Whether a big decision results in a pivot or something less, its probability of success is more dependent on the characteristics of the company before the decision is made than the quality of the decision. In other words, a company needs to be in alignment before a significant change is introduced. Alignment, as defined by Harvard Prof. Jay W. Lorsch, is the creation of organizational practices and structures that simultaneously fit the strategic requirements of a business and the needs of its key employees. Misalignment, on the other hand, occurs when leaders of a company are simply “not on the same page.” For example, the head of sales is operating his/her group based on the belief that only two or three of the company’s products are worth promoting and are valuable to the sales team for lucrative commissions, whereas the head of operations believes the company should have all products in production and available and is managing inventory and capital requirements under that assumption.
A company’s management team and key employees must be in alignment before a significant change is introduced by the CEO. If not, probability for success plummets. Why? Because change is difficult and it requires buy-in and commitment to a common goal from management and key employees. If those characteristics are not present before a change, chances are they won’t be afterward, either.
How is alignment achieved? It depends.
In most traditional corporations (manufacturing, technology and service companies), power and influence is easily identified and essentially follows the organization chart. In these companies, the CEO drives strategy, then creates buy-in and communicates it throughout the organization. Decisions about who reports to whom will follow closely on the heels of strategic decisions. Alignment of strategy can be accomplished by getting the C suite of executives to agree on a strategy and then drive that strategy down through the organization, through department heads and key employees.
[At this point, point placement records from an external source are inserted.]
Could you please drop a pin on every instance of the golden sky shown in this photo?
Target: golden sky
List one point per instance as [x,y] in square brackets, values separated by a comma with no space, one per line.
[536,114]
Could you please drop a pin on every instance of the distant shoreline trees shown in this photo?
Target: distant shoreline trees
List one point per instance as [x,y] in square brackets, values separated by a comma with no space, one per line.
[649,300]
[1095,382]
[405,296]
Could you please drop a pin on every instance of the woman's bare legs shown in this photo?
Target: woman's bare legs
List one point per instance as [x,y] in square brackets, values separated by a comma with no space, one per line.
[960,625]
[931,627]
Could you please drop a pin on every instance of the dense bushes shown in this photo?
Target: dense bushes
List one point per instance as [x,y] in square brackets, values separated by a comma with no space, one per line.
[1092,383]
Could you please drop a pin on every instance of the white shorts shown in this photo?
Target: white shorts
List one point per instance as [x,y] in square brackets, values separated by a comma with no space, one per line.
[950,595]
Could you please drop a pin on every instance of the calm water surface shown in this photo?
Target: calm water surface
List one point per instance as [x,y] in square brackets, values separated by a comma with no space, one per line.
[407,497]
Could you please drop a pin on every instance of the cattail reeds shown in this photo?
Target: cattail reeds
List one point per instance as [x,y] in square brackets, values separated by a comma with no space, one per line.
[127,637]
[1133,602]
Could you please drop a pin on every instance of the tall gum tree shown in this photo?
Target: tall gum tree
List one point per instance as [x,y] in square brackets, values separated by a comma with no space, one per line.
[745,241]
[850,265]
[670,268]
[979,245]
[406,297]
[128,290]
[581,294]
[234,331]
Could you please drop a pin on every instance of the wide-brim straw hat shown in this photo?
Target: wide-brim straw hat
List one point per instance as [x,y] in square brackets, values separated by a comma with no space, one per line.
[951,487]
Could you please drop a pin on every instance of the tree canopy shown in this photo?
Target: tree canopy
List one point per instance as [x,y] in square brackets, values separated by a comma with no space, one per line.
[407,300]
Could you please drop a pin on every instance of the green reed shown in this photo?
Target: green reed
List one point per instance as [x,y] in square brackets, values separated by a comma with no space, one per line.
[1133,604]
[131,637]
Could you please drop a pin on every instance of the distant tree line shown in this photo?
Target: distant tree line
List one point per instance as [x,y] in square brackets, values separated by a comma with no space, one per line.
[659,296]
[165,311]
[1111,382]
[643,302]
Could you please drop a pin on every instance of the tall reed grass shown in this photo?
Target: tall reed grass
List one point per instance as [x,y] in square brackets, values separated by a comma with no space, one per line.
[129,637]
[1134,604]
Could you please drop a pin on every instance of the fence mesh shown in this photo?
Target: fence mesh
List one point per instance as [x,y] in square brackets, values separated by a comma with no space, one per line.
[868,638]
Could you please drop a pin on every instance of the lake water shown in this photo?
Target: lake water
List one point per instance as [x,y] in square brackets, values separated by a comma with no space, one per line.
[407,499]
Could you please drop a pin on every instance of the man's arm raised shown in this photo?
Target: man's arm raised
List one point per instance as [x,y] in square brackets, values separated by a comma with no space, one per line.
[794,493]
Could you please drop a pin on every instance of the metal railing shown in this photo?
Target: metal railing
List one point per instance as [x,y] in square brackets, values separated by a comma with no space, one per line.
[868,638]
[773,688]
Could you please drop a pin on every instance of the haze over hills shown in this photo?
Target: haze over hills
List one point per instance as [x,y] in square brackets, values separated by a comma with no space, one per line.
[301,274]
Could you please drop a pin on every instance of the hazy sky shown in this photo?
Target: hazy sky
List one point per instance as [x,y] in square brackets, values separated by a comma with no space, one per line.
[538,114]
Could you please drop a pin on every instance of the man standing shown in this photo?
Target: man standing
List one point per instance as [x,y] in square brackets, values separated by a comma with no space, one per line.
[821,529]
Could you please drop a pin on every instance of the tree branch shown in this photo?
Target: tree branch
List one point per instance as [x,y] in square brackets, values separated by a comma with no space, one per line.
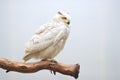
[9,65]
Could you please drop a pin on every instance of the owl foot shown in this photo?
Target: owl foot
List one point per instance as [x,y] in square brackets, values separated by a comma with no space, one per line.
[51,60]
[52,72]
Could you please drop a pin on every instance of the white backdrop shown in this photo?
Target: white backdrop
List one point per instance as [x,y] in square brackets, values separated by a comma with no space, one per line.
[94,41]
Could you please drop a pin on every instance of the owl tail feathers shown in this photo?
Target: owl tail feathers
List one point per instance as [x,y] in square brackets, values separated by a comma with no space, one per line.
[27,57]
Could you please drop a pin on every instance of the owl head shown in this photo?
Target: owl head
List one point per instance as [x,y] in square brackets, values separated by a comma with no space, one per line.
[62,17]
Accomplishing the same goal with professional service firms (law, accounting, investment banking, engineers and consulting firms) is more complicated. Power, ownership and influence are more widely distributed than in traditional corporations. In professional service firms influential partners may not hold formal titles, but can be some of the most influential and powerful members of the firm and can disrupt the alignment of an organization.
As explained in a Harvard Business School case study, McKinsey & Co., one of the most successful consulting companies in the world, wrote its first brochure in 1940 to explain the firm’s approach to potential clients. Marvin Bower, its then-managing partner, was against the idea because advertising was considered beneath professional service firms at that time. Eventually he agreed and saw a hidden value to the effort — a way to bring the firm’s thinking together. All of McKinsey’s partners were involved in writing the brochure, approving almost every word. It was a massive effort and took nearly a year to complete, but when it was done, the firm had the beginning of strategic alignment — a genuine agreement on the kind of firm it wanted to be.
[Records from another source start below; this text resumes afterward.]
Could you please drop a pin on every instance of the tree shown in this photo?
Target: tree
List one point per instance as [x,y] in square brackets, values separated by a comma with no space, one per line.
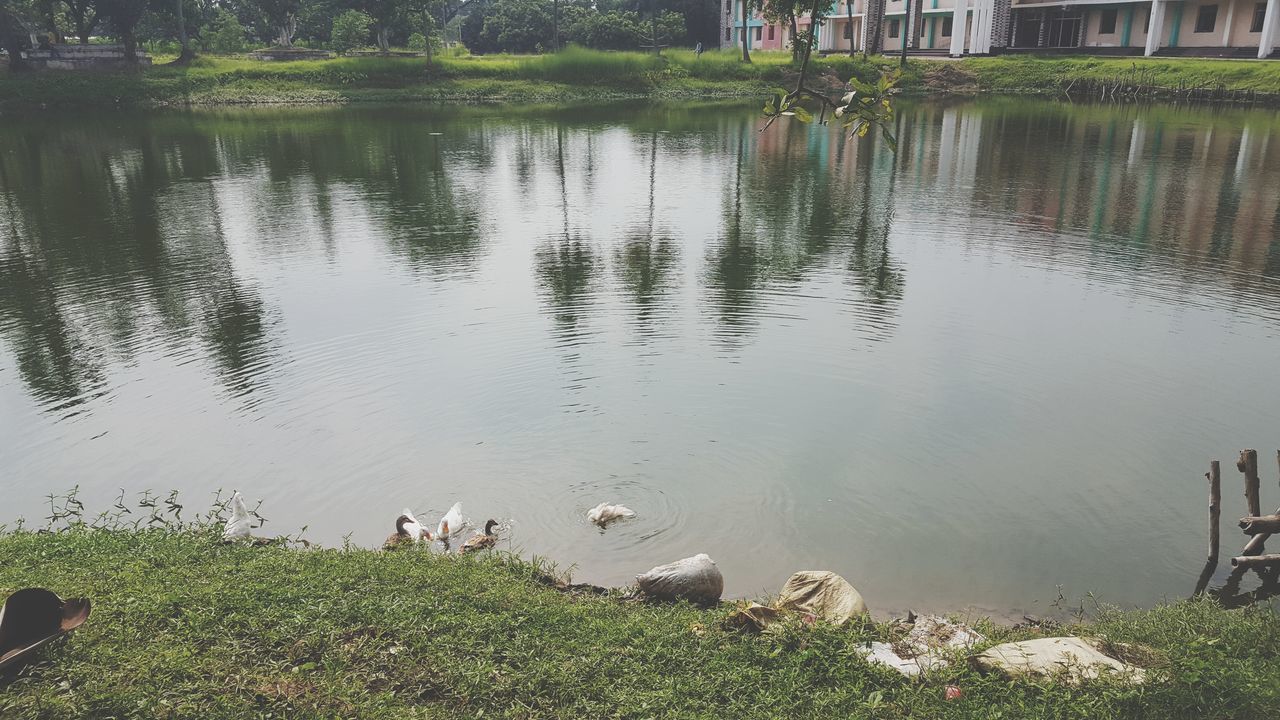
[388,14]
[123,17]
[186,55]
[224,35]
[607,31]
[472,28]
[785,12]
[283,18]
[746,53]
[83,18]
[18,19]
[350,31]
[868,105]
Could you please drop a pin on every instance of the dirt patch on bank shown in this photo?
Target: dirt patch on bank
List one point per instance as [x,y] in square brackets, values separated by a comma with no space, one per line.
[950,77]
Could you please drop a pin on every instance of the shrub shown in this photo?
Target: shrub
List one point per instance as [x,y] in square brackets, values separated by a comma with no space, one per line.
[351,31]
Once the key members of an organization agree on where the company needs to be and on the basic steps needed for success, then that message must be communicated throughout the organization. At the second annual CEO Evolution event on June 15, 2015, at UConn Stamford, Denis Nayden, former CEO of GE Capital, said, “If your strategy is believable, if you are consistent, if you follow through in terms of execution and demanding and accountability and so forth, you can even manage the crazy number of businesses all around the world. But then you need a capable team, you’ve got to depend on them because there is no way one person can have any understanding as to what is going on every single hour of every single day all around the world. You need to be able to depend on the whole team wherever they are and then you find a way to talk to them all the time.”